Every Nevadan knows the truth about our boom-and-bust gold mining heritage. When the gold is gone, the multinational mining corporations will decamp for untapped veins elsewhere, leaving behind ghost towns of unemployed people, mercury in our fish and a realization that once again, the profits from our nonrenewable resource are gone forever.
In an effort to right this historic wrong, Senate Joint Resolution 15 was sponsored by the Senate’s Revenue Committee in the 2011 session. As the chair of that committee, I held a frustrating series of hearings as it became increasingly clear that the mining industry has been reaping billions from our gold mines while leaving a pittance behind as their contribution to the state’s general fund.

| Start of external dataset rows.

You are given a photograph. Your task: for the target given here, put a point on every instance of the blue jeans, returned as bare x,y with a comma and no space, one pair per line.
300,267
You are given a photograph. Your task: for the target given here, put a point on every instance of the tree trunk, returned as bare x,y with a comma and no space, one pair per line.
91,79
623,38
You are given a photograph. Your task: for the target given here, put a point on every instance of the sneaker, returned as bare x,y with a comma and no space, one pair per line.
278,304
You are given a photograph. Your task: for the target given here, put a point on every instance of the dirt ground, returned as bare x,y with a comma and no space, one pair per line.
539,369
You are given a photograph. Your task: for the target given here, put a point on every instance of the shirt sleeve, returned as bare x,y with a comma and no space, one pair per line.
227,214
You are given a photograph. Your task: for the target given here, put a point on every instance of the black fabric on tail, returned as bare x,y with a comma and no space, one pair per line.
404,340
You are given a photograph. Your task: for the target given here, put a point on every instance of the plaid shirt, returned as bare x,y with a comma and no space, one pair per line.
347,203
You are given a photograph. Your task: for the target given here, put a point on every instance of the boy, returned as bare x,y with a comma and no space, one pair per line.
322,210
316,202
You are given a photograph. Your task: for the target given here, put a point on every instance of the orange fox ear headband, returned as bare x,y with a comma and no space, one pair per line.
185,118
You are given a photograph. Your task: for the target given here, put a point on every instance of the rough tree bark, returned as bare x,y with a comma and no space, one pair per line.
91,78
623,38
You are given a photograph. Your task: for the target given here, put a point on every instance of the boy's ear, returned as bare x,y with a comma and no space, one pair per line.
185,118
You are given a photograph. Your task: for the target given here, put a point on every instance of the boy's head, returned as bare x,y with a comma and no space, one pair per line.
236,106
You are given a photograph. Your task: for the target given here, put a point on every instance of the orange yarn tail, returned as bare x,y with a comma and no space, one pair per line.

In fiscal year 2011-12, a year when the price of gold continued to soar, Nevada’s gold mines produced $8.76 billion in gold and paid $104 million to the state’s general fund under the special Net Proceeds of Minerals (NPOM) tax, an effective tax rate of 1 percent.
Since Nevada’s inception, when mining forced the state’s original constitution to be rewritten in its favor, the industry has enjoyed a privileged status through taxing provisions written into the constitution to protect shareholders’ profits. Over the past century, the industry has employed legions of high-paid lawyers and lobbyists to ensure these protections remain enshrined in the constitution while taking unbelievable liberties in the often overlooked regulatory process, taking advantage of every possible deduction, sometimes without statutory authority.
After a hard-fought and sometimes bitter battle, led by then-Senate Majority Leader Steven Horsford, the 2011 Legislature reduced some of these deductions. No longer can the industry deduct its dues to the World Gold Council, an industry marketing organization. Mining companies cannot “double dip” by deducting the cost of their employees’ health care from both the NPOM and the Modified Business Tax. Out-of-state development costs are also no longer allowed to be deducted from Nevada taxes.
Although the industry insists the NPOM tax is a property tax, it actually performs like an income tax, allowing for so many deductions that some mines end up paying nothing in NPOM taxes. Zero. You won’t see that fact in the “feel-good” advertising that is ubiquitous these days throughout the state. However, you won’t find the ads on KSNV-TV Channel 3, which ran a series of stories that irked the mining barons. With station owner Jim Rogers standing by the series, the mining industry pulled its ads.
The Revenue Committee realized last session there is no hope of renegotiating how mining is taxed in Nevada unless the special provision protecting the industry is removed from the constitution. The committee reviewed how other states tax mining, through severance taxes or excise taxes, mechanisms unavailable to Nevada due to our constitution’s prohibition.
That’s why the committee sponsored SJR15 to start the process of eliminating mining’s sweetheart tax deal. The resolution passed the state Senate on a 13-8 vote, with two Republican senators voting with all the Democrats.
Yet the resolution stalled in the state Assembly, under the pressure of the lobbying corps, which worked overtime behind closed doors to kill it despite their official “neutral” stand. In the end, SJR15 passed on the last day of the session, on a 27-15 vote, with no Republican support.
In the intervening two years, the Nevada Mining Association has conducted a one-on-one misinformation campaign to convince legislators that the measure would actually reduce the industry’s taxes, despite extremely clear testimony by the legislative counsel that this was not the case.
The industry also continued to whine about being targeted for increased taxation while forgetting to mention it is the only industry protected from a change in taxation by the state constitution.
But the house of cards began crumbling last week when a majority of the Senate Republican caucus declared its intent to vote for the resolution, citing arguments long made by progressives about the patent unfairness of single-industry tax protection and the gross underpayment for our state’s golden treasure.
If the mining industry cannot effectively deploy its head-spinning reasoning to confuse the 2013 Legislature or maximize the constant threat to take mining elsewhere, the measure will go to the ballot, where the people will decide whether it’s time for Nevadans to get their share of the gold before this boom cycle bottoms out.
Our state has tremendous needs to improve funding of education, mental health care, and services for our children and seniors. Don’t we deserve a little more of our own treasure?
Sheila Leslie is a former Democratic member of the state Senate. She lives in Reno.